Orla shook her head.
“It wasn’t. He hated your dog. He backed over her with his car. He saw her in his side-view mirror and hit the gas.”
Ben shook his head, brown eyes tormented.
He didn’t run from the room, but he stopped looking at her and didn’t speak. He moved slowly as if heavy with the burden of her words. He didn’t leave until he’d cleaned the room and carried all the supplies away.
When he walked out, he avoided her eyes, flicking off the lights and leaving her in darkness.
30
Hazel
Hazel touched the crumbling banister that flanked the old house. Moss-streaked gargoyles sat at either end of the rotting wooden staircase. Grass and weeds, even a few flowers, poked through the sagging planks. Shuttered windows closed the interior from prying eyes.
Time had weathered the house and given free rein to the vegetation, jungle-like, that surrounded the aged walls - once white, now chipped and peeled. Delicate clusters of yellow blooms speckled the moonseed vines climbing up the exterior.
When Hazel lifted the knocker, she feared the door beneath the brass ring would chip away. It didn’t.

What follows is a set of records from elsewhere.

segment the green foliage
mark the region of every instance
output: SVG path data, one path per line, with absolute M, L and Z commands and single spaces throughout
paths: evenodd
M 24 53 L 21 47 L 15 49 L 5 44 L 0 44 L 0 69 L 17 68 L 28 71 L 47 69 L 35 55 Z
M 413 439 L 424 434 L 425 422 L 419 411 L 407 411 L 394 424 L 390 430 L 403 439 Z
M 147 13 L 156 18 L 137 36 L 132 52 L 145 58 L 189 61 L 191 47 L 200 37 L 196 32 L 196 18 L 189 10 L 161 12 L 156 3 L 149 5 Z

She heard the loud bang echoing through the house.
A woman opened the door, her eyes a dazzling opaque blue, her hair long and golden.
“Hi,” Hazel stammered, unnerved by the beautiful woman like a fairytale princess dropped into a haunted old mansion.
“Are you here for Mrs. Cooper?” the woman asked in a soft, lyrical voice.
“Mrs. Cooper?” Hazel asked, trying to get her bearings. The house loomed deep and bottomless. White candles flickered from tables in the dusky interior.
“She lives here,” the woman continued.
“Umm, yes, maybe.” Hazel laughed. “I’m not sure. My friend Miranda told me to come here for Hattie. I need help.”
The woman’s smile faltered, but she stepped back, allowing Hazel to enter.
Hazel walked into the stifling foyer. Despite the house’s size, it felt oddly claustrophobic and too warm.
They passed a great room with a fireplace crackling in a stone hearth, despite the hot summer day.